Infrastructure Deal Finally Gets Done


Infrastructure Deal Finally Gets Done
Evening rush hour traffic moves through the Interstate 30 Crossing construction zone in Little Rock on Nov. 23. (Illustration based on photo courtesy Arkansas Department of Transportation)

It was touch and go for a while, but President Joe Biden signed the Infrastructure Investment & Jobs Act on Nov. 15.

The plan originally called for more than $2 trillion in spending on not just infrastructure but also things such as caregiving services and affordable housing. Not surprisingly, the final bill got pared down considerably and wound up at around $1 trillion.

The White House called the new law a “once-in-a-generation investment in our infrastructure and economic competitiveness.”

The final vote was more bipartisan than most issues in the last few years, passing the Senate 69-30 with 19 Republicans, including Minority Leader Mitch McConnell, voting for it. The vote was 228-206 in the House of Representatives; all six members of the Arkansas delegation voted against the bill.

Arkansas Gov. Asa Hutchinson released a statement supporting Congress for setting aside “partisan differences” to pass the bill.

A former high-ranking government official had a different take, calling McConnell a “Broken Old Crow” and “stupid” for allowing the bill’s passage. I’ll leave y’all to guess to whom I’m referring.

The new infrastructure law will have significant benefits for Arkansas. The windfall is expected to provide $3.6 billion for Arkansas roads and $278 million for bridge repair and replacement.

The White House estimated that Arkansas would receive $4.96 billion during the next 10 years, which comes out to $1,600 and change per resident.

When the bill was first proposed earlier this year, it included more spending on items that aren’t traditionally considered infrastructure. That led to some criticisms from the right — those on the left criticized the bill for other reasons, naturally — about such proposals as $400 million for caregiving services and $213 billion for public housing.

But even many conservatives were in favor of spending on things such as broadband access expansion. Arkansas, which has large swaths of rural populations, will get $100 million to make sure those citizens have access to the internet.

State Highway Commissioner Philip Taldo of Springdale, when I interviewed him a few months ago, said building broadband access is just as important as building schools and the roads leading to those schools. Taldo, a political and personal friend of Hutchinson, said broadband expansion was a critical educational tool.

“These kids have to have it to keep up with their own classmates,” Taldo said. “It’s not just the country, the state or the world. They have to keep up in their own classroom.”

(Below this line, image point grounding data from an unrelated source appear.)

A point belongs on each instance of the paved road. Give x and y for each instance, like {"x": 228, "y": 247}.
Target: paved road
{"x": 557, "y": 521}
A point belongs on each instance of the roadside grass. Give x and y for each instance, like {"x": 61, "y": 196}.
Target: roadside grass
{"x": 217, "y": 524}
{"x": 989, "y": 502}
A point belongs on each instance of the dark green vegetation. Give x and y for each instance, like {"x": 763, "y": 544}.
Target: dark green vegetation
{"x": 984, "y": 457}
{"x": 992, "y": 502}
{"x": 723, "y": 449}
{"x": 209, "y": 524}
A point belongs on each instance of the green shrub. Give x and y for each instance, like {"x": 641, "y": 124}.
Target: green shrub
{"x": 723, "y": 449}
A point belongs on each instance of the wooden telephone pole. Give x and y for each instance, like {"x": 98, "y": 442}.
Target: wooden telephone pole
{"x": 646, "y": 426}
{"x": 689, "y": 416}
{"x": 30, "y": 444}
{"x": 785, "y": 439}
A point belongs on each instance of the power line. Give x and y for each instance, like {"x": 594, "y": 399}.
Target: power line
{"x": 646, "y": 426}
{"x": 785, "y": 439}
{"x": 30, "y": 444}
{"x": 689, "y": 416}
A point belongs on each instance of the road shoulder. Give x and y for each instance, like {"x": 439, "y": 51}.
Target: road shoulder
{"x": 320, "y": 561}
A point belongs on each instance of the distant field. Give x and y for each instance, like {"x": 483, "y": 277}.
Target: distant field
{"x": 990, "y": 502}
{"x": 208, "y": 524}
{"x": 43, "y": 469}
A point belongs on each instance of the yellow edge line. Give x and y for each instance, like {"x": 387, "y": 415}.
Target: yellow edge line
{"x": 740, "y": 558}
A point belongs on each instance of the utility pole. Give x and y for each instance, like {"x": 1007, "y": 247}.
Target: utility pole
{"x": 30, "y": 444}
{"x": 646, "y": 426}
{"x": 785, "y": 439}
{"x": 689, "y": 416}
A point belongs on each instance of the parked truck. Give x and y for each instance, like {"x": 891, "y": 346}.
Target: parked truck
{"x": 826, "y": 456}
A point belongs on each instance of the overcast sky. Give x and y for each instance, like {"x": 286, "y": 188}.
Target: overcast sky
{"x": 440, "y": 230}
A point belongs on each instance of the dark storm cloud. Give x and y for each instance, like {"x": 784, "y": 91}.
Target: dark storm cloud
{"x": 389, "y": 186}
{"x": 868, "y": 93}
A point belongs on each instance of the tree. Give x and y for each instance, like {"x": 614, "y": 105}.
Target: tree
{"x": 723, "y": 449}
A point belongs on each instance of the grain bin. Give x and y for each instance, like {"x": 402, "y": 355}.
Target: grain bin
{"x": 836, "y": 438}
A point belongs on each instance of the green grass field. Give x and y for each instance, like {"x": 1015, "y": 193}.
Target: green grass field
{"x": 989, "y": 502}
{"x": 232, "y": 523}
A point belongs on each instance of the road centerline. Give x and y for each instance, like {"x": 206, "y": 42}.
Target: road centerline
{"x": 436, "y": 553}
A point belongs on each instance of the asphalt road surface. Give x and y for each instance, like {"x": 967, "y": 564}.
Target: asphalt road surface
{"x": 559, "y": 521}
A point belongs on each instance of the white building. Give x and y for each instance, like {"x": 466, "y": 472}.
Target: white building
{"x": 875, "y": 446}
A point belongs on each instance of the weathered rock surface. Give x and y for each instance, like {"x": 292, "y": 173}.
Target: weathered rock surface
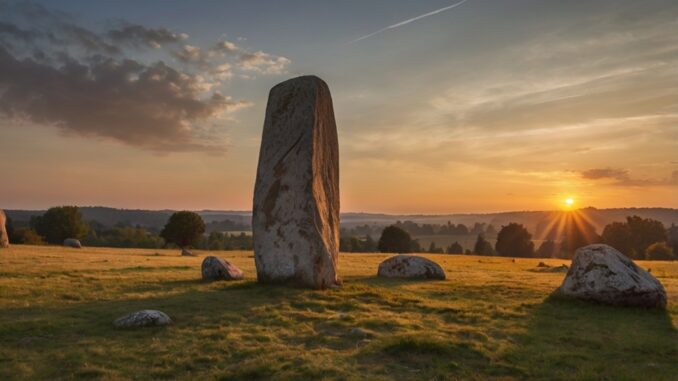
{"x": 410, "y": 266}
{"x": 4, "y": 239}
{"x": 72, "y": 242}
{"x": 143, "y": 318}
{"x": 295, "y": 221}
{"x": 214, "y": 268}
{"x": 601, "y": 273}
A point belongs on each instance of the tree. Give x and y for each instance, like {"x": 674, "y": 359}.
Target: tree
{"x": 547, "y": 249}
{"x": 455, "y": 248}
{"x": 59, "y": 223}
{"x": 183, "y": 229}
{"x": 395, "y": 240}
{"x": 634, "y": 236}
{"x": 659, "y": 251}
{"x": 514, "y": 240}
{"x": 482, "y": 246}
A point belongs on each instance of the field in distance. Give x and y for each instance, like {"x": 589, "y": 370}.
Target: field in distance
{"x": 490, "y": 319}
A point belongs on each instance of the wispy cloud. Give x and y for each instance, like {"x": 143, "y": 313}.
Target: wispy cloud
{"x": 405, "y": 22}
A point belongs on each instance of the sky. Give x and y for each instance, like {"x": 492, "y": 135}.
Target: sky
{"x": 441, "y": 106}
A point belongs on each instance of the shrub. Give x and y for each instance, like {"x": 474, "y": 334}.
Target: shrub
{"x": 183, "y": 229}
{"x": 395, "y": 240}
{"x": 660, "y": 251}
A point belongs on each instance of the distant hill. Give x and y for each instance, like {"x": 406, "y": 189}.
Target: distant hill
{"x": 155, "y": 219}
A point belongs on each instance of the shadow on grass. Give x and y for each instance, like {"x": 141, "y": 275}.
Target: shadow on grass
{"x": 570, "y": 339}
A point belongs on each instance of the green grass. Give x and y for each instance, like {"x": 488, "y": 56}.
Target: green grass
{"x": 491, "y": 319}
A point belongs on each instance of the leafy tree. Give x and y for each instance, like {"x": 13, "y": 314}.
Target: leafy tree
{"x": 547, "y": 249}
{"x": 395, "y": 240}
{"x": 183, "y": 229}
{"x": 59, "y": 223}
{"x": 514, "y": 240}
{"x": 455, "y": 248}
{"x": 634, "y": 236}
{"x": 660, "y": 251}
{"x": 482, "y": 246}
{"x": 27, "y": 236}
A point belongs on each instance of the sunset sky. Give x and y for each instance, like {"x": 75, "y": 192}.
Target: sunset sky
{"x": 485, "y": 106}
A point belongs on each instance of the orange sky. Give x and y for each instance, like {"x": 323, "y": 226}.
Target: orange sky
{"x": 483, "y": 108}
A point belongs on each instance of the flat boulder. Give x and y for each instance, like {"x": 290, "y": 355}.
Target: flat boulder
{"x": 602, "y": 274}
{"x": 295, "y": 216}
{"x": 4, "y": 239}
{"x": 215, "y": 268}
{"x": 72, "y": 242}
{"x": 410, "y": 266}
{"x": 143, "y": 318}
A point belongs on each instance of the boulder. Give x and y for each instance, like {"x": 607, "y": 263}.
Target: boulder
{"x": 143, "y": 318}
{"x": 295, "y": 221}
{"x": 187, "y": 253}
{"x": 410, "y": 266}
{"x": 72, "y": 242}
{"x": 601, "y": 273}
{"x": 214, "y": 268}
{"x": 4, "y": 239}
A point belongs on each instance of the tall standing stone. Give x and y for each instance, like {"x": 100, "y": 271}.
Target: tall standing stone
{"x": 295, "y": 220}
{"x": 4, "y": 239}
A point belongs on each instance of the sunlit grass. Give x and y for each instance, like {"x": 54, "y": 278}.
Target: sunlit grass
{"x": 489, "y": 320}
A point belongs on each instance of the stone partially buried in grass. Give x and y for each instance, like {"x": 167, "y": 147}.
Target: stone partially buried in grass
{"x": 601, "y": 273}
{"x": 143, "y": 318}
{"x": 215, "y": 268}
{"x": 410, "y": 267}
{"x": 72, "y": 242}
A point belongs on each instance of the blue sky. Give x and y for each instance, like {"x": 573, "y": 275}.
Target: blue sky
{"x": 491, "y": 105}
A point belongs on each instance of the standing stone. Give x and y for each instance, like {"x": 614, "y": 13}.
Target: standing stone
{"x": 4, "y": 240}
{"x": 295, "y": 222}
{"x": 601, "y": 273}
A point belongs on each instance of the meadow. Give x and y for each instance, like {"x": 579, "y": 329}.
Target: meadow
{"x": 491, "y": 319}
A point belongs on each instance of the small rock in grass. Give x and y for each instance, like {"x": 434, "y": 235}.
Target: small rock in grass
{"x": 214, "y": 268}
{"x": 143, "y": 318}
{"x": 72, "y": 242}
{"x": 601, "y": 273}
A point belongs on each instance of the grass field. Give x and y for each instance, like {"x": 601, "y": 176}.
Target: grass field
{"x": 490, "y": 319}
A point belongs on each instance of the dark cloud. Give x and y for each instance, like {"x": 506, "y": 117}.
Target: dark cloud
{"x": 55, "y": 72}
{"x": 150, "y": 106}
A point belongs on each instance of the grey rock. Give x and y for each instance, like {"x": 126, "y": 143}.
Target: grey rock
{"x": 4, "y": 239}
{"x": 601, "y": 273}
{"x": 410, "y": 266}
{"x": 143, "y": 318}
{"x": 72, "y": 242}
{"x": 214, "y": 268}
{"x": 295, "y": 221}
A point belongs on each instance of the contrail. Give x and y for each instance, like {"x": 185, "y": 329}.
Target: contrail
{"x": 409, "y": 21}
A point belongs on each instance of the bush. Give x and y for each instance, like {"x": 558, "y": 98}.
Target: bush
{"x": 60, "y": 223}
{"x": 183, "y": 229}
{"x": 395, "y": 240}
{"x": 514, "y": 240}
{"x": 660, "y": 251}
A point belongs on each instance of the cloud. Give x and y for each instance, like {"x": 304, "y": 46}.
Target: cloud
{"x": 621, "y": 177}
{"x": 57, "y": 73}
{"x": 263, "y": 62}
{"x": 140, "y": 36}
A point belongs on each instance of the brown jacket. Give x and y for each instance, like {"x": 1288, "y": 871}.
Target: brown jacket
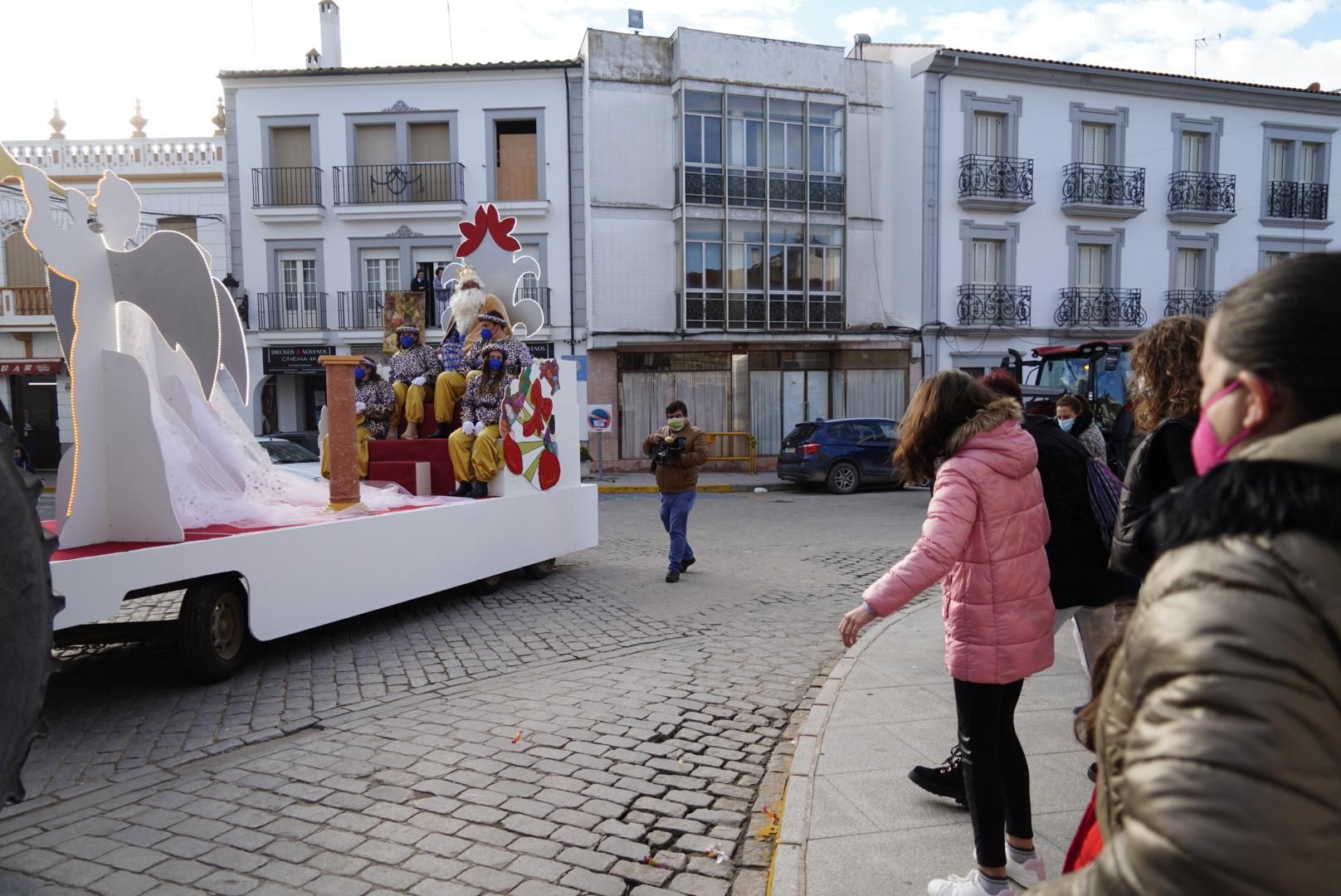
{"x": 1219, "y": 728}
{"x": 683, "y": 475}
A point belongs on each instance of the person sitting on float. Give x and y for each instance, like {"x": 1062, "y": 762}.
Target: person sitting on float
{"x": 374, "y": 398}
{"x": 415, "y": 369}
{"x": 475, "y": 451}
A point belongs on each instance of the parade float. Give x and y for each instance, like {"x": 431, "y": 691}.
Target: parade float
{"x": 167, "y": 489}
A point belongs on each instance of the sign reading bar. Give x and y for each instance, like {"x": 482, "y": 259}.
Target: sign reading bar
{"x": 295, "y": 358}
{"x": 30, "y": 368}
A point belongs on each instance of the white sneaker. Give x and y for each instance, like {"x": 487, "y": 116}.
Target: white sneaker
{"x": 957, "y": 885}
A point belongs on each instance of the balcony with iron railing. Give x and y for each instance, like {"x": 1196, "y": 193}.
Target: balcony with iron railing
{"x": 24, "y": 302}
{"x": 1103, "y": 191}
{"x": 1199, "y": 197}
{"x": 994, "y": 304}
{"x": 995, "y": 183}
{"x": 1297, "y": 204}
{"x": 1197, "y": 302}
{"x": 398, "y": 184}
{"x": 1100, "y": 306}
{"x": 286, "y": 187}
{"x": 290, "y": 310}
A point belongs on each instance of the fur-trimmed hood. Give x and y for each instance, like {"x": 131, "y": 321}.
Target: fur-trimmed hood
{"x": 994, "y": 435}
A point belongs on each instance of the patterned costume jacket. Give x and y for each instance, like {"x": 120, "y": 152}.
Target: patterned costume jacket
{"x": 481, "y": 407}
{"x": 516, "y": 353}
{"x": 417, "y": 361}
{"x": 380, "y": 402}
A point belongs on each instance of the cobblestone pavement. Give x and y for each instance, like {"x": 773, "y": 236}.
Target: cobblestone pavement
{"x": 546, "y": 739}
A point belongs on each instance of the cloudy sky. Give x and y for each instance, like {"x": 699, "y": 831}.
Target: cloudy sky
{"x": 168, "y": 52}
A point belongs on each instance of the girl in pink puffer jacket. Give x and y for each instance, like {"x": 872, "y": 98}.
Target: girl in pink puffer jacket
{"x": 983, "y": 539}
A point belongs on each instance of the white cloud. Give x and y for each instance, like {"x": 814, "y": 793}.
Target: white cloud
{"x": 1256, "y": 46}
{"x": 870, "y": 21}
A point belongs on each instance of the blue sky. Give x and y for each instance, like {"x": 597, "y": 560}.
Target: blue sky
{"x": 167, "y": 56}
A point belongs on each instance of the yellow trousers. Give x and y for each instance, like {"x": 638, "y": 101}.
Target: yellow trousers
{"x": 475, "y": 458}
{"x": 409, "y": 402}
{"x": 363, "y": 437}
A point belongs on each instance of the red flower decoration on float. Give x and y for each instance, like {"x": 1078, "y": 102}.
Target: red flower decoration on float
{"x": 487, "y": 223}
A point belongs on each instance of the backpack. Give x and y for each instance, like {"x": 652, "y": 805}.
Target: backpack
{"x": 1105, "y": 489}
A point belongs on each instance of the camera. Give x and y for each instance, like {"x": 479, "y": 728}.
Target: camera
{"x": 664, "y": 451}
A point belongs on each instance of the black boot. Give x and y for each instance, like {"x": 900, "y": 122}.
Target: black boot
{"x": 946, "y": 780}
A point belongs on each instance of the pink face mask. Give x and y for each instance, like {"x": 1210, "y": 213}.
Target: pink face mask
{"x": 1207, "y": 448}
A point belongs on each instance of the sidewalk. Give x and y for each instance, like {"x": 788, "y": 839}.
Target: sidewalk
{"x": 709, "y": 482}
{"x": 851, "y": 820}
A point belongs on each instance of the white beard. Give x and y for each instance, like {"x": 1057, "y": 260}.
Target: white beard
{"x": 466, "y": 306}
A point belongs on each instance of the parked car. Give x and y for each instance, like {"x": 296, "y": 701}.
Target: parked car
{"x": 291, "y": 458}
{"x": 841, "y": 454}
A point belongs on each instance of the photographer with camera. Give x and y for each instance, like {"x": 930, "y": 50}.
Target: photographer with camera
{"x": 677, "y": 450}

But the big need, obviously, is the bedrock infrastructure of the country and state, something that has been given short shrift over the years. In the past few years, though, Arkansas has passed, through a ballot initiative and through legislation, funding apparatuses that are expected to generate $300 million in annual highway funding.

The money, as has been documented through the years here and elsewhere, is needed because Arkansas roads and bridges are in need of upkeep and replacement. There are also some big projects that Arkansas has wanted to undertake, and with federal infrastructure funding, maybe some of these things can get underway. Certainly, the regular maintenance, repair and replacement of the state’s bridges and roads will benefit from the infusion of capital.

Let’s not forget that just a few months ago the Interstate 40 bridge spanning the Arkansas River between Memphis and West Memphis was shut down for three months to repair a crack in a support beam. The bill for that emergency replacement came out to about $10 million, according to the Arkansas Department of Transportation.

Perhaps having more money in the coffers will help crews catch and fix more trouble spots before they become big-ticket repairs.